At that moment, I understood what Francis had experienced the day he had met the leper on the road. Every human being, especially those who would force us to cover our mouths and turn our heads, is the face of Christ. The harder it is to face the reflection of Christ moving towards us, the more intensely the experience of Christ potentially is. In my own city, a smaller city of just over 300,000 people, the homeless situation was barely visible until a few years ago. Now, people are beginning to sleep on the porches of churches, in the vestibules of banks and other buildings, anywhere they can find warmth and shelter. Added to this, the incidence of meth use is increasing at a rapidly dangerous rate. I believe these issues have come late to Regina, as most things do, and that these things have already been happening in other cities around the globe.

How are we to confront this issue? As religious, this is an even more important question because we carry the responsibility to preach in our actions as well as our words, perhaps even more importantly in the actions. The simplest of actions is courtesy. “Good morning.” More complex actions are feeding, clothing, embracing by allowing people to speak, to be heard. Harm reduction is a concept that is challenging to accept, but I think it is critical as sacramentarians that we entertain the notion that harm reduction models, although not conforming with what we may feel are conventional methods of treatment, are perhaps more effective in the long run because most harm reduction models operate on the principle that every human being is able to make decisions for themselves, and while we may not agree with those choices, our responsibility as Christians is to provide support, to provide love.

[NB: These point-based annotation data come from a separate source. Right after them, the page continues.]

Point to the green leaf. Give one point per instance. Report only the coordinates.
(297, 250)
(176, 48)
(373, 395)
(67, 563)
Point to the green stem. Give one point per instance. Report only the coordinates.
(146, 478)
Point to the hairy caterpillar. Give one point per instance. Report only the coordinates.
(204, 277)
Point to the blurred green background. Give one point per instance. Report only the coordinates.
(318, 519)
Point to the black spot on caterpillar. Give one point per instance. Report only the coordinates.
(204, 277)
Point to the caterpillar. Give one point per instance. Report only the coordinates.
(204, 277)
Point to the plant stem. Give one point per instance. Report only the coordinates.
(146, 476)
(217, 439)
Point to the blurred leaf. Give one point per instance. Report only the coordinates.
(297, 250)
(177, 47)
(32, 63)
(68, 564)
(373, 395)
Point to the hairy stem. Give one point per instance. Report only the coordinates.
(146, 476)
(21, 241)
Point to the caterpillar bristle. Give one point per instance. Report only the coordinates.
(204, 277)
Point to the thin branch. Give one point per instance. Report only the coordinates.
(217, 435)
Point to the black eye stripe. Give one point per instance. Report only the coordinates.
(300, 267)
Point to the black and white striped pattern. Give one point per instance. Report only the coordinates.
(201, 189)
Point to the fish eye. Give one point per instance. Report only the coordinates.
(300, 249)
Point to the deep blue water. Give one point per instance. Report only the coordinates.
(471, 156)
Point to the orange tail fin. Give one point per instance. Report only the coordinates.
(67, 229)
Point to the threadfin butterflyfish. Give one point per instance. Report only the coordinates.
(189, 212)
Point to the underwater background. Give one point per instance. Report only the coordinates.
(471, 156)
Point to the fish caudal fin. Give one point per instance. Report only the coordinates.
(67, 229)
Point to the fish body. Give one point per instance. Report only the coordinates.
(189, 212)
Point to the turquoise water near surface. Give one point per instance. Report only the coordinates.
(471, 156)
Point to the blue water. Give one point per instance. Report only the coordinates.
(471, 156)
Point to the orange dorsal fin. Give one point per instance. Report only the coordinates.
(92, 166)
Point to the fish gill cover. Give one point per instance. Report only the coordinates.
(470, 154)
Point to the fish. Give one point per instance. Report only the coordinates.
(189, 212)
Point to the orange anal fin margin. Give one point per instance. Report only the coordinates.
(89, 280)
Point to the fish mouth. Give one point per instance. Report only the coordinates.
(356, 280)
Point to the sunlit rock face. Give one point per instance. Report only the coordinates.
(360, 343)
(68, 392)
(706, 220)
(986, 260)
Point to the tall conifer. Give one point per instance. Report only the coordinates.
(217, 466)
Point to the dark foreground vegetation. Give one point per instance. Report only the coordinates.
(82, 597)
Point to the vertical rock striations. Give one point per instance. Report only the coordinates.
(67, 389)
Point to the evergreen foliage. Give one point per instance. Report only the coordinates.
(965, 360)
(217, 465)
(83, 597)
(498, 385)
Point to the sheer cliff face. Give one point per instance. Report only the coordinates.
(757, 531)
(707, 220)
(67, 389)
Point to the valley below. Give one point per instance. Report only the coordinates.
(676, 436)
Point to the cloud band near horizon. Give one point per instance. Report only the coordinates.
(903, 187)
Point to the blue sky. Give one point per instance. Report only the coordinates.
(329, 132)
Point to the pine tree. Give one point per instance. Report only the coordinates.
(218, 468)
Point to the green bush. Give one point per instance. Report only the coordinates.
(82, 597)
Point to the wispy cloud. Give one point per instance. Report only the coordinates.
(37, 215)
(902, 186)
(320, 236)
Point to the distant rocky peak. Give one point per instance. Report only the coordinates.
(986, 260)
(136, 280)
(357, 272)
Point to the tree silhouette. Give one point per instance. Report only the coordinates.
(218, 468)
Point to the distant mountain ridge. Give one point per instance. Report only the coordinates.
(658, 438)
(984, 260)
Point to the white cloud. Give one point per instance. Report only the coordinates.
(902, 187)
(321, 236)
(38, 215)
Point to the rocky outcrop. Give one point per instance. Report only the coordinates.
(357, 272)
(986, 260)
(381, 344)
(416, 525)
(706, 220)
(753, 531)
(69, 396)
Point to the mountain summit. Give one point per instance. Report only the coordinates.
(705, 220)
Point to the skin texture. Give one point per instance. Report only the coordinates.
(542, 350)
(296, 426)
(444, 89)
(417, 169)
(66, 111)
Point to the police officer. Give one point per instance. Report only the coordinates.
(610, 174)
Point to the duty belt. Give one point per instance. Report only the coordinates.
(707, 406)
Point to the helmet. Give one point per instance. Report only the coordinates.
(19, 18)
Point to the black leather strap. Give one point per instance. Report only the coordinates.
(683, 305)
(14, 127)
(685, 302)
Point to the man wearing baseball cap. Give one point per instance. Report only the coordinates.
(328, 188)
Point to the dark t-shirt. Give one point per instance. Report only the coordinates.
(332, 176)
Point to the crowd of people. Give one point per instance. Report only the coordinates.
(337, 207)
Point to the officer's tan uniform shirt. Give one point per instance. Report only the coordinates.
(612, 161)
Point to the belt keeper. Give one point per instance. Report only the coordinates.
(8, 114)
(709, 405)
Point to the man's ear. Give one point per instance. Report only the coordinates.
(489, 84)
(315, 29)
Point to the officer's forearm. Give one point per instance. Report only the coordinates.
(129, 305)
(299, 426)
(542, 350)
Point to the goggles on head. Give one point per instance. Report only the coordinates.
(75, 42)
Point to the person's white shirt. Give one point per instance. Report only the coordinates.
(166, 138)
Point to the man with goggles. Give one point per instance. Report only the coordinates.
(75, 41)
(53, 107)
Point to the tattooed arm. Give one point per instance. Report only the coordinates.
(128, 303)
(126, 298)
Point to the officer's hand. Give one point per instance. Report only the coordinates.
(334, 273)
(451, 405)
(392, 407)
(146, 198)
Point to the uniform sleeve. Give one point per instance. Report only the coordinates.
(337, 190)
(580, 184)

No matter the level of involvement we choose to undertake, be it simply saying hello or more complex involvement as advocates, unless we treat every human being with the same reverence and respect we would the Blessed Sacrament we are operating from a place of privilege, and our encounter with Christ will be minimal if at all. Saint Francis understood the need to break past the barriers we create for ourselves, the barriers that in their safety kept us isolated from God’s love. We as Catholics, especially as Independents, must excessively break these barriers in order to include everyone who has been excluded, but more importantly, so that we as Christians might better encounter Christ as He would want us to encounter Him.